LOS ANGELES - The current drought in California means less water runoff from cities and cleaner ocean water for beachgoers. Some beaches, however, are still polluted, including some tourist hotspots. Now, researchers are developing a faster way to check beach water quality.
The famous sun and surf of southern California may look glamorous, but what beachgoers cannot see in some of the ocean water is anything but attractive, says Angelo Bellomo of the Los Angeles County Department of Public Health.
“When we have runoff from the urban environment, it could be carrying with it contamination due to animal waste, sewage overflows; and if those enter the beaches through the normal pipes that terminate in the ocean, you want to avoid contact with water during those periods,” he says.
Bellomo says a number of infectious diseases could be transmitted in ocean water.
Plenty of people, however, play in the water at the beach at Santa Monica Pier, one of the most polluted beaches in California.
‘A little ridiculous’
Public health officials are concerned and are looking at a better way of determining water quality. Water at the beaches is monitored with a lab test. If the quality is poor, a sign is posted; but, it does not necessarily reflect what is in the water that day, says Leslie Griffin with the environmental group, Heal the Bay.

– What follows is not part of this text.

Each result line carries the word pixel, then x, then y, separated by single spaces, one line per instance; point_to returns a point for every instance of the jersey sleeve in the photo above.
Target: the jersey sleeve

“Right now it takes 18 to 24 hours to get those water quality results, but we think that that is a little ridiculous because we want people to know the day of when they are going in the water whether or not they can be getting sick,” Griffith says.
Researchers in California are developing what they call a predictive modeling system that could speed up the process, says Heal the Bay’s James Alamillo.
“It can take 15 minutes to produce a similar result in terms of a public health decision,” Alamillo says.
With the help of computers, researchers pull data from the environment and a prediction is made about the water quality of that day. It is called "Nowcasting."
Some of the environmental data may include wind speed and direction, wave information and historic bacterial counts, but the beaches are unique in their own way, so the models have to be tailor-made for each one.
So far, Angelo Bellomo says the predictive modeling looks promising.
“We think that the modeling that we have seen so far is generally more accurate than the testing that we are doing, and the reason for that is that even though it is a model and it's predicting water quality, it is more timely,” Bellomo says.
Hong Kong and the U.S. state of Ohio have similar methods of predicting water quality. The experts on the U.S. West Coast say predictive modeling may be the best tool they have until technology advances and offers a faster way of testing the water in the lab.